In December 2011, Texas received federal approval of an 1115 waiver from the Centers for Medicaid and Medicare (CMS). A primary element of the waiver is the Delivery System Reform Incentive Payment (DSRIP) pool.  This is used to incentivize hospitals and other providers to transform their service delivery practices to improve quality, health status, patient experience, coordination, and cost-effectiveness.

Through the waiver, MD Anderson is implementing five Category 2 Project Innovation and Redesign projects in partnership with community clinics.  There are three projects focused on tobacco cessation and prevention, one project with a focus on mobile mammography and one project working on colorectal cancer screening that is paired with the distribution of annual flu vaccinations. Three additional projects will be initiated in the near future.

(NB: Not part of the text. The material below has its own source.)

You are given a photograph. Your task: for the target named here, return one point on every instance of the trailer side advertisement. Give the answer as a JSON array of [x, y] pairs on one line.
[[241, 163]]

This session will focus on 1) MD Anderson’s decision to implement external community-based DSRIP initiatives, 2) the benefits and challenges experienced by both MD Anderson Cancer Center and the community partners when implementing interventions under such a structured funding mechanism, and 3) how lessons learned for the initial five projects have been used to develop an additional three projects. This presentation will include direct feedback from community partners.

Learning Areas:

Administer health education strategies, interventions and programs
Implementation of health education strategies, interventions and programs
Planning of health education strategies, interventions, and programs
Provision of health care to the public

Learning Objectives:
Describe an academic cancer center’s experience in the development and implementation of community based cancer prevention and control projects via the 1115 Medicaid Waiver funding mechanism Describe community partners' experience in the development and implementation of community based cancer prevention and control projects via the 1115 Medicaid Waiver funding mechanism

Keyword(s): Cancer Prevention and Screening, Community-Based Partnership & Collaboration

Presenting author's disclosure statement:

Qualified on the content I am responsible for because: I have served as the lead staff member responsible for the development and implemenation of the 1115 Medicaid Waiver DSRIP projects at MD Anderson for the past two years. I have worked in public health for over 15 years and have had a focus on community health and intervention design and implementation.
Any relevant financial relationships? No

I agree to comply with the American Public Health Association Conflict of Interest and Commercial Support Guidelines, and to disclose to the participants any off-label or experimental uses of a commercial product or service discussed in my presentation.